Several candidates vying for the GOP nomination appeared at the conference. But one Arizona Sen. John McCain was notably absent, and the frontrunner in generic opinion polls former New York City Mayor Rudy Giuliani acknowledged to the crowd that he has differences with his audience on social issues.
(Excerpt) Read more at foxnews.com ...
...and not one coulter/edwards/poofer comment either...
I think this has been quite evident here for the past few months! LOL!
oh sure, let's dump the GOP - and go into the political wilderness for the next 40 years. there's a real solid plan.
Please?
Is that like Clinton and Blair's The Third Way?
I said HERE, meaning Free Republic.
http://www.freerepublic.com/perl/poll?poll=173
http://www.freerepublic.com/perl/poll?poll=174;results=1
Or, we could just keep on doing the same thing, again and again (voting the least worse RINO into office), while expecting different results...
Get a clue. You are in the political wilderness.
I think social conservatives can accept that there are many Republicans who will vote for Giuliani under any circumstances. Why can't the Giuliani supporters accept the fact that social conservatives who adhere to principles be given that same consideration?
"You can't make a contract with America and break it," Wayne LaPierre, executive vice-president of the National Rifle Association, said of the 1994 congressional class that helped usher in the "Contract with America," which pledged limited government, fiscal and social conservative reforms.
Nobody said that. But since you bring it up, it is the current plan that will put us in the political wilderness for 40 years. We can't out-socilist the socialists. The "we're slightly less sociailist than the socialists" platform is not a winner.
For 40 years the GOP was run by guys like nixon (price controls, welfare) and liberals in the congress like Bob Michael and Bob Dole. It was Reagan, followed up by the strong conservative platform in 1994 that brought about the GOP rise to power. Now, you would seem to suggest that it is socialism-lite that the GOP needs to do if it doesn't want to be in the political wilderness. I don't buy it. If you were alive at the time, I'll bet you voted for Ford in the '76 primary and Bush in the 80 primary because "Reagan can't win, he's too conservative".
What else is new?
The GOP needs to get on board with conservatives and conservatism, not the other way around.
As it stands now, there really isn't that much difference between the Rs and the Ds.
I don't pretend to know the solution, but I'm still waiting for the GOP to pull out the knife they stuck in my back.
I think the main problem is that the GOP leadership is utterly, completely and totally out of touch with its base. COMPLETELY. Furthermore, they show no interest whatsoever in listening to us. Its like talking to a cadaver.
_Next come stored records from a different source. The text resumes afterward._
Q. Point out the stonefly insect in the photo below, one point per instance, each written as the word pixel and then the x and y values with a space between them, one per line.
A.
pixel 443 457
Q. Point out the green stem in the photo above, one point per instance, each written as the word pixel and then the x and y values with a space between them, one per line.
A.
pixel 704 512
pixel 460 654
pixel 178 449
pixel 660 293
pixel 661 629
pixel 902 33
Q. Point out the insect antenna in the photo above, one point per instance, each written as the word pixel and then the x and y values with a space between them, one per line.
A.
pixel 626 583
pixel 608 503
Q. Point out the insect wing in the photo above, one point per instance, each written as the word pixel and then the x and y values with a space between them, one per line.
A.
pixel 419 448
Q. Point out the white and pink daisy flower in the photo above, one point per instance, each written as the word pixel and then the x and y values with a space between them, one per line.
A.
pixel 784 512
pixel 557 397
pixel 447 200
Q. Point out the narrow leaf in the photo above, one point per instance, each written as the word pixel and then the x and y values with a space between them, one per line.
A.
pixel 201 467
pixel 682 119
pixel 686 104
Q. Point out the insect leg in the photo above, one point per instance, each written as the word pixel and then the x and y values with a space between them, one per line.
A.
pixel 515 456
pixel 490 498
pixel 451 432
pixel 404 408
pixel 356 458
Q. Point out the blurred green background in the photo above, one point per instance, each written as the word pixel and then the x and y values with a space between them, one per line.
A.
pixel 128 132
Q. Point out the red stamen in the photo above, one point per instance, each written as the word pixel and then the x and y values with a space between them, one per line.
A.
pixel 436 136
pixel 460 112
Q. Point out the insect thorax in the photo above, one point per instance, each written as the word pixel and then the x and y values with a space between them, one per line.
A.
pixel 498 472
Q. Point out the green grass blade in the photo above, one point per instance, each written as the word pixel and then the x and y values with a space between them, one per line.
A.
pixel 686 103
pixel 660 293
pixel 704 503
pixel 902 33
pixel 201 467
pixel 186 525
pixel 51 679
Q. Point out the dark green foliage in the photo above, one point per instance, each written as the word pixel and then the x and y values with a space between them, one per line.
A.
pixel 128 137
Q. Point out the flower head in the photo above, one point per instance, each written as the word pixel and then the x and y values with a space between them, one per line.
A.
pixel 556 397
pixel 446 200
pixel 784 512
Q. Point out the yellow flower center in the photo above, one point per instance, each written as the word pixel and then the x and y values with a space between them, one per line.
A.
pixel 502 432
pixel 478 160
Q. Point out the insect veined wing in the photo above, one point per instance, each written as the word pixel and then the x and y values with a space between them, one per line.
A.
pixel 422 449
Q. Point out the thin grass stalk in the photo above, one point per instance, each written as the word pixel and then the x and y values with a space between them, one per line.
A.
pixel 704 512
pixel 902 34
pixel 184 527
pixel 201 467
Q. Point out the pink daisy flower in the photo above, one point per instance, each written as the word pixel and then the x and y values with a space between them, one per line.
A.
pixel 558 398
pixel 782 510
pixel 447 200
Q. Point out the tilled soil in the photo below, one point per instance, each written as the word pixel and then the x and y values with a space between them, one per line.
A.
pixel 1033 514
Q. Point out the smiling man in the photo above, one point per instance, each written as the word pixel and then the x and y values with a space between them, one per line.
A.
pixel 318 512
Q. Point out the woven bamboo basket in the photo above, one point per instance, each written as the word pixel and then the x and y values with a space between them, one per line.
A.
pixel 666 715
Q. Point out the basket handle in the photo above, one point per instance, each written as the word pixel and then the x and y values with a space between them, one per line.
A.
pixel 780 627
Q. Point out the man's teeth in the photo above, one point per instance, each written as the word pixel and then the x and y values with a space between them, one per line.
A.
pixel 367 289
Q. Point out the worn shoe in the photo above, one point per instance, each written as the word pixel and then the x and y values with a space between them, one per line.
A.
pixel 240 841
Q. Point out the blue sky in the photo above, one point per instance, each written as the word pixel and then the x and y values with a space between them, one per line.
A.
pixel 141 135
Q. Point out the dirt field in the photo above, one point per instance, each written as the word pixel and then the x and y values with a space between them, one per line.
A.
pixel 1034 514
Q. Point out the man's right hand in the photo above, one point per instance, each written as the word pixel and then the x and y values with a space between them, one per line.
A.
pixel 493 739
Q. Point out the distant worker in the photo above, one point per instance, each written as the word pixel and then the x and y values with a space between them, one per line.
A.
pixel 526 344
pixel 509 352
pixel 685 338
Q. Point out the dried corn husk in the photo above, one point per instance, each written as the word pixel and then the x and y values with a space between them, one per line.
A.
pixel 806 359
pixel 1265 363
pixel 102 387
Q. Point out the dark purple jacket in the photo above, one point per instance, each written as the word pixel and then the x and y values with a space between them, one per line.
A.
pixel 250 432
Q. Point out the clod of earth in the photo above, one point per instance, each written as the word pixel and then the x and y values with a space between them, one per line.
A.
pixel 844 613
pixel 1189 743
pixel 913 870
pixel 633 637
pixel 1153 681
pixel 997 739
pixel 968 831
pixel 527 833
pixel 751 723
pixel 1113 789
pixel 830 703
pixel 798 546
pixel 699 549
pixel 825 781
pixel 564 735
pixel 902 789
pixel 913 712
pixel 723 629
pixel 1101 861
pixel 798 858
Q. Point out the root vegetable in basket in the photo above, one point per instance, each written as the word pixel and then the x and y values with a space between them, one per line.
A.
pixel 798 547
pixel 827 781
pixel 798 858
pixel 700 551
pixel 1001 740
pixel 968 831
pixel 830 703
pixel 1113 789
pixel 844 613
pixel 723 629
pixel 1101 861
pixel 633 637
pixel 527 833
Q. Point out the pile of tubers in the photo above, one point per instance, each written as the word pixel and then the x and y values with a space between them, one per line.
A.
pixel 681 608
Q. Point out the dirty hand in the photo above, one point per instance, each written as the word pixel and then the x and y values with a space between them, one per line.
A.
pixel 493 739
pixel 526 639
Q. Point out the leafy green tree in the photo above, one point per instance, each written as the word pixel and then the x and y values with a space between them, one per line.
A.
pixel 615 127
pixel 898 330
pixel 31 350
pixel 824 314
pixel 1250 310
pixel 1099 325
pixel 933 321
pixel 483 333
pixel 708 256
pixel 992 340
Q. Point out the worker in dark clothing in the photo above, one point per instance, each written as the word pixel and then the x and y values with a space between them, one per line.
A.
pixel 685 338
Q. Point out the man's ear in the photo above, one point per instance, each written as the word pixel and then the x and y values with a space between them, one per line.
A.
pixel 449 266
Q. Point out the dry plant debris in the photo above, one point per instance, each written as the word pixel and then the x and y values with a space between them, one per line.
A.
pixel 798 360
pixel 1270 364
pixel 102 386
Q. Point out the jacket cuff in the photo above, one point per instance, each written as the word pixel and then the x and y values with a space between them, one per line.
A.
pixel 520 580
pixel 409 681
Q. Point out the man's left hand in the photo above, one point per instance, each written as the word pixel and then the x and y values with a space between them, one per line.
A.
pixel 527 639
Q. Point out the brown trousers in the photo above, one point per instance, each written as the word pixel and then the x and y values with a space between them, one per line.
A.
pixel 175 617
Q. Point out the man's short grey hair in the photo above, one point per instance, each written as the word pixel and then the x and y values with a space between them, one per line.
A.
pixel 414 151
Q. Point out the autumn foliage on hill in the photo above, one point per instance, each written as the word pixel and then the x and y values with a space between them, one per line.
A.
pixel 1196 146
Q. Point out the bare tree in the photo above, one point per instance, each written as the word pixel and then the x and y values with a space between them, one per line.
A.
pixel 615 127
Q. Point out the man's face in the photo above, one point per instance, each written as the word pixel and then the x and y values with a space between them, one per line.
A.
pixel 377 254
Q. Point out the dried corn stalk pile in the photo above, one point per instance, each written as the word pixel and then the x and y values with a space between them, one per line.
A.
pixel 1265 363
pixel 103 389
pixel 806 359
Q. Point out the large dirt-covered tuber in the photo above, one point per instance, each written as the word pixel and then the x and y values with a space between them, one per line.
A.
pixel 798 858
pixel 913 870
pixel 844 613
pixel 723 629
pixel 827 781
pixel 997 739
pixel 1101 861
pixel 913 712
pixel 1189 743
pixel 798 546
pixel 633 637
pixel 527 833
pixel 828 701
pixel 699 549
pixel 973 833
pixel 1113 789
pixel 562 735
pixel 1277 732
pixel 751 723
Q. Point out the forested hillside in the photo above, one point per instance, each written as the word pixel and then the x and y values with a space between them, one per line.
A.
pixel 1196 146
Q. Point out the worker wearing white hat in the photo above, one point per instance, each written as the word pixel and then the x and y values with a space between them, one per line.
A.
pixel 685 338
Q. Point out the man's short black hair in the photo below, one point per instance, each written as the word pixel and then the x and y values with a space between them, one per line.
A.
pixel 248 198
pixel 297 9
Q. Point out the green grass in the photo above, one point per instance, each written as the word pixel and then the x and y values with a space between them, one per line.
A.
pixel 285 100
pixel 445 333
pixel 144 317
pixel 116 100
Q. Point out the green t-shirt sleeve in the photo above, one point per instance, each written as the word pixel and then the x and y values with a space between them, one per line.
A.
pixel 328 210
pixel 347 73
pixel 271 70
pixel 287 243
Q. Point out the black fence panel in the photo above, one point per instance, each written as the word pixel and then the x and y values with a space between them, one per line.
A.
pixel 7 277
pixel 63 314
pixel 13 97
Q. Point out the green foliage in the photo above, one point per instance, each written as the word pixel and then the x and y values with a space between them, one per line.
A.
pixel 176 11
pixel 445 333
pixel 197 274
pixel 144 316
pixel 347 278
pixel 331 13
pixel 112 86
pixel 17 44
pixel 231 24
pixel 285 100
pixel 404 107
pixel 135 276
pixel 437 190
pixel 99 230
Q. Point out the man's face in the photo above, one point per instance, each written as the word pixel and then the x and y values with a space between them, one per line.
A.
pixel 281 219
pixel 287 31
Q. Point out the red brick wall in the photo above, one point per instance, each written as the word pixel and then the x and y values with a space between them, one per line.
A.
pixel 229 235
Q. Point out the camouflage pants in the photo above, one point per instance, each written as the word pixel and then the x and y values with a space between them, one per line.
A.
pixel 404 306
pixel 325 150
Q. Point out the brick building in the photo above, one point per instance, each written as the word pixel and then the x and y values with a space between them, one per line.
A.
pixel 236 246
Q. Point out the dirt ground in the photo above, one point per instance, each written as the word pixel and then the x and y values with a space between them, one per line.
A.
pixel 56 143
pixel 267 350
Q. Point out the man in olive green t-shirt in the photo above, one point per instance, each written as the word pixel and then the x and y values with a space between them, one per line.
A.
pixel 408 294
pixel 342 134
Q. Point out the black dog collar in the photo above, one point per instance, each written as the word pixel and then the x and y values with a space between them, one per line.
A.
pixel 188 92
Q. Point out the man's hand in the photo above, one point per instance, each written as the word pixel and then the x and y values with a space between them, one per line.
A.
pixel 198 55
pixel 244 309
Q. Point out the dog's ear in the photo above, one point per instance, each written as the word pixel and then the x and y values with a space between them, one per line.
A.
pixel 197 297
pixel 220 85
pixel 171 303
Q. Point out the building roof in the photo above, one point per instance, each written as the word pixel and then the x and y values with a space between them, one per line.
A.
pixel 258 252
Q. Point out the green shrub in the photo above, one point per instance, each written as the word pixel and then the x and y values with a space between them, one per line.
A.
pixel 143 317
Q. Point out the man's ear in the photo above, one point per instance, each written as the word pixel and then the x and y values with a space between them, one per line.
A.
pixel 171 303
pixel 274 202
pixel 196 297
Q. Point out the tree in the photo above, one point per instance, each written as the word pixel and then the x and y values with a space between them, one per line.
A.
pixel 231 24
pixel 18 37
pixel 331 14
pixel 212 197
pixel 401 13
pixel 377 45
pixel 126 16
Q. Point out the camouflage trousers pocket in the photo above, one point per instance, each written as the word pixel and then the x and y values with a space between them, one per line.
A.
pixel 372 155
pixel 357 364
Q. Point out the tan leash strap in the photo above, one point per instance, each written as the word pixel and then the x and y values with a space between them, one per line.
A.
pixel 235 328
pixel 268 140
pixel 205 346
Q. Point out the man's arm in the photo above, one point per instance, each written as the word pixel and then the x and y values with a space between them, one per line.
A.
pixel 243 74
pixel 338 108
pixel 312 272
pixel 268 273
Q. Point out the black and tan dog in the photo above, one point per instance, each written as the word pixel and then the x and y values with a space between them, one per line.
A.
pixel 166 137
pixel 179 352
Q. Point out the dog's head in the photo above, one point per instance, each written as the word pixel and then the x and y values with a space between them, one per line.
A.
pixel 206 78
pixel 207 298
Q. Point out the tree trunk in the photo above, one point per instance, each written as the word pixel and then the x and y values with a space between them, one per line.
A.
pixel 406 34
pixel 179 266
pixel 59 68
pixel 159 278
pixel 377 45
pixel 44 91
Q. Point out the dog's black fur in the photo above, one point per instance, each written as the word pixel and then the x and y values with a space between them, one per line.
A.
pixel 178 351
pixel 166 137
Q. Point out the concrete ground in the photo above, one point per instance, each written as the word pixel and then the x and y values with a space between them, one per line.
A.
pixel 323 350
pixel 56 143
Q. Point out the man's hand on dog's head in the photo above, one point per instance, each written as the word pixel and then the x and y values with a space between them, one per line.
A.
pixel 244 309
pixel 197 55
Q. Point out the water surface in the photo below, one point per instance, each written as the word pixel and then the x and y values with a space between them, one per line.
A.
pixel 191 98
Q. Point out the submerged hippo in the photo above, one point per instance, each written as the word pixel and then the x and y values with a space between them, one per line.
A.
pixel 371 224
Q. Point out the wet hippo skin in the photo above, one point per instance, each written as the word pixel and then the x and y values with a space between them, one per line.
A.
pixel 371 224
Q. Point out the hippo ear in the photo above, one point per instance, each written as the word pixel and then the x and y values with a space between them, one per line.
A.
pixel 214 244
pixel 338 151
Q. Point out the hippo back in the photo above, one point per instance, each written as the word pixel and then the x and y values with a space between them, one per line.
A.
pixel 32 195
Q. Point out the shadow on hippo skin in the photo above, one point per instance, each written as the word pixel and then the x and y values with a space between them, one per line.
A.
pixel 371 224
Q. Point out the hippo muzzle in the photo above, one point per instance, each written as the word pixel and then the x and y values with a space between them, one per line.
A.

I never get a response to anything I ask.
I don't know that abandoning the GOP is the answer, but I am witholding $$$ donations and screaming in faces until I detect a heartbeat inside Washington DC.
I'll tell you why (and I am not a Giuliani supporter, by the way). In the 80's and then 90's the social consrvatives and the anti-tax leave me aloners came together to bring about GOP ascendency. Having won over the contry on the idea that big government was not the answer, we turned the reins over to the social conservatives who totally and completely through the idea of small government out the window. They undid 40 years of hardwork and became the biggest spenders and porkers ever. Now, I am a social conservative, but at this point I would now vote for a social rino if the person had a strong anti big government agenda.
If the Republican party continues to refuse to recognise Conservative values they are going into the wilderness for the enxt 40 years anyway. Why go with them. They saw what happened in 2008 thanks to their cowardice and it hasnt changed them a bit.
If the Republican party continues to refuse to recognise Conservative values they are going into the wilderness for the enxt 40 years anyway. Why go with them. They saw what happened in 2006 thanks to their cowardice and it hasnt changed them a bit.